Yesterday, Robert Wilonsky ruined all our mornings in short order. The Dallas Morning News reporter had decided to head to Ships Lounge on Lower Greenville for a morning beer and, via a quick discussion with owner Charlie Red, learned that the bar would be going on a short hiatus. Wilonsky reports that Ships will only be closed for “about a month,” but things don’t look good for Dallas’ most beloved crotchety old dive bar.
Bar closures — for however long a time — generally don’t bode well for an establishment’s future. In order to pay your staff and keep the lights on, you’ve got to be able to serve booze (in Ships case, beer and wine) to willing customers. When the doors are closed, those customers are forced to give their cash to other establishments, ones that they may ultimately end up liking more than this grimy dive. But so many Dallasites will tell you that Ships is totally irreplaceable, an institution to be preserved.
Whether or not that is true depends on how you like to drink. If you like to, as many regulars do, drink beer from a can and do a lot of people-watching, Ships is the perfect spot. If you want a $14 cocktail made with house-infused mescal and artisanal bitters, though, you’ll have to look elsewhere on Greenville Avenue. In fact, the regulars here might try to fight you for ordering a Death in the Afternoon if it weren’t for the bar’s strict no-fighting, no-cussing policy.
Quirks like these make Ships Lounge a unique place, but they also highlight exactly why it is a relic. Same goes for the jukebox, arguably the best in town, which is still stocked with actual, physical music unlike its more modern counterparts across the city. Sadly, the jukebox may ultimately be a metaphor for the entire bar: Even though it is one of the best in the city, it is still outdated and stands in stark contrast to the surrounding landscape.
And now Ships is changing, perhaps permanently. After this temporary closure, as Wilonsky reports, Red will turn his bar over to another person, likely someone who has already seen success in the industry. Even if this person is wholly dedicated to preserving Ships' history and its characteristic aesthetic, it’s impossible to imagine it won’t change in some fundamental way. And that change, we’re sorry to report, is all our fault.
It’s our fault because you don’t go to Ships enough. It’s our fault because we want Greenville Avenue to have fancy bars that serve cocktails made with fancy ingredients. Maybe it’s our fault because we don't put enough money in the jukebox.
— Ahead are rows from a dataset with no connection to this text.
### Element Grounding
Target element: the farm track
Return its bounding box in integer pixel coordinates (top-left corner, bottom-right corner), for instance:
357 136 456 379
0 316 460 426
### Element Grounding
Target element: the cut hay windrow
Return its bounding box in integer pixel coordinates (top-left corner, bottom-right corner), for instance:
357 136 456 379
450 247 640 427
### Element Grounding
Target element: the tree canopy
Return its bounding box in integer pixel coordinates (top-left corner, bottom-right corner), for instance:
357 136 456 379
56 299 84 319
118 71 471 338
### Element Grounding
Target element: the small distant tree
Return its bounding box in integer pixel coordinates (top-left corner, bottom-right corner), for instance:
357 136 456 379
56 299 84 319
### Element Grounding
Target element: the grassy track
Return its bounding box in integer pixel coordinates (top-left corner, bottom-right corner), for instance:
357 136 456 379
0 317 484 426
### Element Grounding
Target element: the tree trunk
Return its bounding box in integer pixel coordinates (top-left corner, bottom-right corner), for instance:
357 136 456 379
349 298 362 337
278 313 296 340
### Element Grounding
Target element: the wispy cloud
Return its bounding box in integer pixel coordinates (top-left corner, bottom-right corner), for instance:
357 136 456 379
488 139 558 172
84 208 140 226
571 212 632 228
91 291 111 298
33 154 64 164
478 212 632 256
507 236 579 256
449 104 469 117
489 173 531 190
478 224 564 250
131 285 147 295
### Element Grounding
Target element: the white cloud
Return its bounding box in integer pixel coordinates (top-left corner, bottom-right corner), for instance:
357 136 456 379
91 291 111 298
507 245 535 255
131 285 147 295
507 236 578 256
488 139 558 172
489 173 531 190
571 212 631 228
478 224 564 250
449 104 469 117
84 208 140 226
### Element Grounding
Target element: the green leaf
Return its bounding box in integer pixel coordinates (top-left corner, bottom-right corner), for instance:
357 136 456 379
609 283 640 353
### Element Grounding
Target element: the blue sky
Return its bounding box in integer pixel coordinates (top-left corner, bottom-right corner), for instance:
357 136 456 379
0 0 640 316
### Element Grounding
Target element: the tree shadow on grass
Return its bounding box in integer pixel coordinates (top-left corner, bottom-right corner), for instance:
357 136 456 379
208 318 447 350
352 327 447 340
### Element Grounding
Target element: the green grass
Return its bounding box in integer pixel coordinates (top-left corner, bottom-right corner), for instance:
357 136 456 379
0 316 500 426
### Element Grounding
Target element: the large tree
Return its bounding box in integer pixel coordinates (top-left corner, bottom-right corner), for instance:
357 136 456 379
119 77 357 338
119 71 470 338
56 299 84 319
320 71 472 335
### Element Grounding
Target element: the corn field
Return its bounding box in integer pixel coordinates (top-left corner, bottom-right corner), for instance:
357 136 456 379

We all have some culpability as these revered Dallas institutions take their dying breaths, whether or not we want to believe it.
Don’t say we didn’t warn you. Development has been threatening some of Dallas’ favorite dive bars, and Ships is no exception. As Greenville Avenue gets “cleaned up,” made more palatable for people who pay $2,000-a-month condo rent and shop organically, spots like Ships are inevitably going to fade away. At this rate, we’re more likely to see this building turned into an artisanal barbershop than a revival of this supposedly unforgettable atmosphere and the people who inhabit it. Those are the unfortunate facts of a city that is changing.
And with that change, we lose a place like Ships, which once played home to the city’s most interesting assortment of weirdos, thinkers and everyone in between. That crowd still gathers, but they’re flanked by an even larger group of gawking hipsters, all trying to soak in something that is authentically cool. Unfortunately, that doesn’t seem to do a very good job of paying the bills.